AI for Science JobQ

The main documentation is hosted at microsoft.github.io/ai4s-jobq. You can use aka.ms/jobq as a short link to this page.

Usage

pip install ai4s-jobq
# if you log data to Azure Application Insights, this gives you a local dashboard
pip install ai4s-jobq[track]
ai4s-jobq storage/queue push -c "echo hello"
ai4s-jobq storage/queue worker

Who/what is this for?

The ai4s.jobq package enables multiple users to push work items to an Azure Queue, while one or more workers pull and process tasks asynchronously.
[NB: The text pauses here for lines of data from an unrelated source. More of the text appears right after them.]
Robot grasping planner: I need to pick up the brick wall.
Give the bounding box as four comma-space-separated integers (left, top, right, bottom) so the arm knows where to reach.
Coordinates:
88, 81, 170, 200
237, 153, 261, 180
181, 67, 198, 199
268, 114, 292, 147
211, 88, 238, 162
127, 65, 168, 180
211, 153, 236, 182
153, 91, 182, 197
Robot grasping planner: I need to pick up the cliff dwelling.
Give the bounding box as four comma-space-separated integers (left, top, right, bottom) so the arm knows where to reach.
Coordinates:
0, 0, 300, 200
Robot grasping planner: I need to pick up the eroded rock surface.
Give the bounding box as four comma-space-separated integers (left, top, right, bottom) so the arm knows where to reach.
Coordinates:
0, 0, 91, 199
This approach is useful in scenarios where:

Tasks are too small to justify the overhead of launching an Azure ML job for each one.
Workloads need to be distributed across diverse environments (e.g., Azure ML clusters in different regions).
Throughput control is desired, scaling workers up or down as needed.

By decoupling job creation from execution, ai4s.jobq allows users to queue up tasks in advance and process them at a controlled rate based on resource availability.

Key Features

Native Azure Queues: Uses Azure Storage queues without requiring additional services.
Robustness: Jobs automatically reappear in the queue if a worker fails to complete them (for example, after pre-emptions or crashes).

Simple CLI Usage:

QUEUE=my_storage_account/my_unique_queue_name
ai4s-jobq $QUEUE push -c "echo hello"
ai4s-jobq $QUEUE worker

Note that this requires Storage Queue Data Contributor role on the selected storage account.
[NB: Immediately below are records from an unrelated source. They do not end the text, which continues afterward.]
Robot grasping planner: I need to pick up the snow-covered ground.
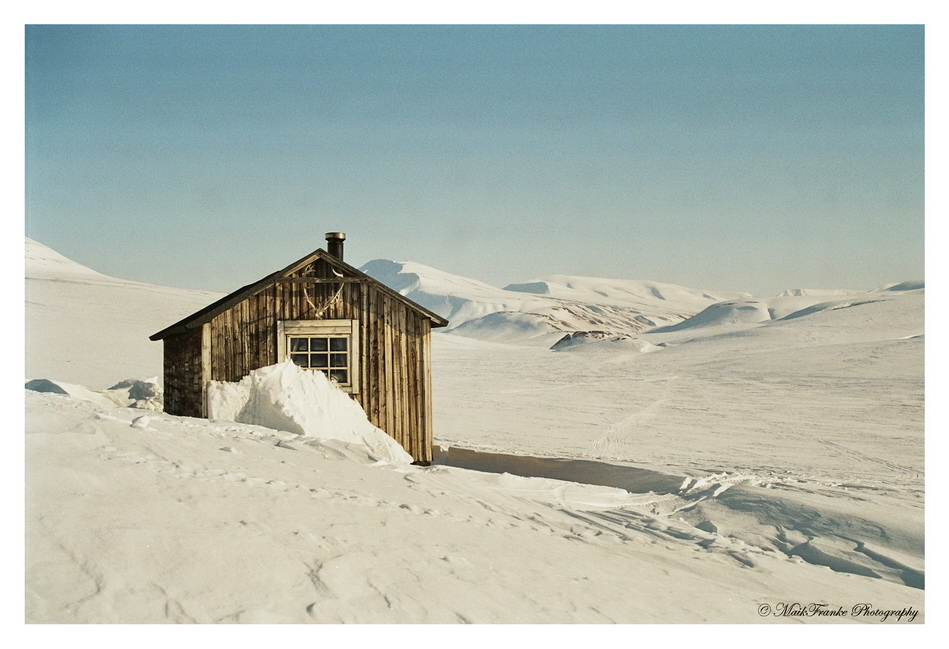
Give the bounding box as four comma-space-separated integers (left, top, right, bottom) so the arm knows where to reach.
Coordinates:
25, 239, 925, 623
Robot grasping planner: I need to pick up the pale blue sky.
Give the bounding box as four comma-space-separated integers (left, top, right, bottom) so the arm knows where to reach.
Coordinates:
26, 26, 924, 295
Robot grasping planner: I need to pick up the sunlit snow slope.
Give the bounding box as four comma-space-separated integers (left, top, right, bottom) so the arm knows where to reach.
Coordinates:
26, 239, 220, 389
25, 239, 925, 623
361, 259, 747, 346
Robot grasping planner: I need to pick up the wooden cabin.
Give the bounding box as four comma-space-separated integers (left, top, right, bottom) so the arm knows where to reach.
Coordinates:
149, 232, 448, 464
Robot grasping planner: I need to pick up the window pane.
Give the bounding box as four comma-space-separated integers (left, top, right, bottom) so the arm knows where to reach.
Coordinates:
290, 338, 306, 352
290, 354, 307, 367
Advanced Python API: Efficient handling of I/O-bound tasks, minimizing overhead in blob storage interactions and reducing the need for manual multi-threading/multi-processing.
Scalability & Efficiency: Enables large-scale distributed batch processing while being able to rely on cheap and available pre-emptible compute.
Observability: Workers can transmit telemetry which powers a Grafana dashboard to monitor queue progress.
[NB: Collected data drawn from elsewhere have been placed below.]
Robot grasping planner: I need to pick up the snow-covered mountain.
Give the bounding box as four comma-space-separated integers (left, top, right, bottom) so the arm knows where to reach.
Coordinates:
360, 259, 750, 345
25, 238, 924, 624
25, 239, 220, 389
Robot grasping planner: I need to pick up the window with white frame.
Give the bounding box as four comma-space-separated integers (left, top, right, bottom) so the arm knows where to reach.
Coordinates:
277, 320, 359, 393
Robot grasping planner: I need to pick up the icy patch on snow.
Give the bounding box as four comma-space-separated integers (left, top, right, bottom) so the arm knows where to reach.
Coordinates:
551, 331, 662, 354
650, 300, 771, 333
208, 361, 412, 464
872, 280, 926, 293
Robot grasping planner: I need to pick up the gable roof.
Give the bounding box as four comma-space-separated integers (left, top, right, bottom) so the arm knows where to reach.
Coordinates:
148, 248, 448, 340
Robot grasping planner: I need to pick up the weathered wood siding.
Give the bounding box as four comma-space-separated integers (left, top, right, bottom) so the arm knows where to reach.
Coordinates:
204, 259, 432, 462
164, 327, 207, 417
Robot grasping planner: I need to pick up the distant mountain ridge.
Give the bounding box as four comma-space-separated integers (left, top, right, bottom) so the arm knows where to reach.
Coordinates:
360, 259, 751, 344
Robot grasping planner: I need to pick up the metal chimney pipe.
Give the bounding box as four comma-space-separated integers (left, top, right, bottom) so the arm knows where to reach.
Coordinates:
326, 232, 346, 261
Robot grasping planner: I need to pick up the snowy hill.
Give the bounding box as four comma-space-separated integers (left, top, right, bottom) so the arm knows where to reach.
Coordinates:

AI for Science: Powering Large-Scale Research

ai4s.jobq is a critical tool in AI for Science, enabling researchers to handle massive computational workloads with ease. It plays a key role in:

Generating large-scale synthetic datasets for AI-driven simulations.
Efficiently pre- and post-processing vast amounts of scientific data.
Scaling model evaluation by managing high-throughput inference workloads.

Why AI for Science Relies on ai4s.jobq

🚀 Maximizing Compute Efficiency By seamlessly leveraging preemptible compute across diverse environments, ai4s.jobq significantly boosts scalability while reducing costs—accelerating scientific discovery without wasted resources.

🛠 Focusing on Science, Not Infrastructure Researchers can stay focused on their work instead of dealing with unreliable infrastructure. ai4s.jobq abstracts away system failures and optimizes task execution, freeing up valuable time for breakthroughs in AI and science.

Fair play

Long-running workers can block resources for an unfair amount of time. For fairness, always make sure that:

Your workers have a reasonable maximum execution time (default: 24h).
The workers exit as soon as the queue is empty.

Security

Workers execute any work item that they find in the queue they listen to. It is therefore crucial that you only use queues in storage accounts with tight access control.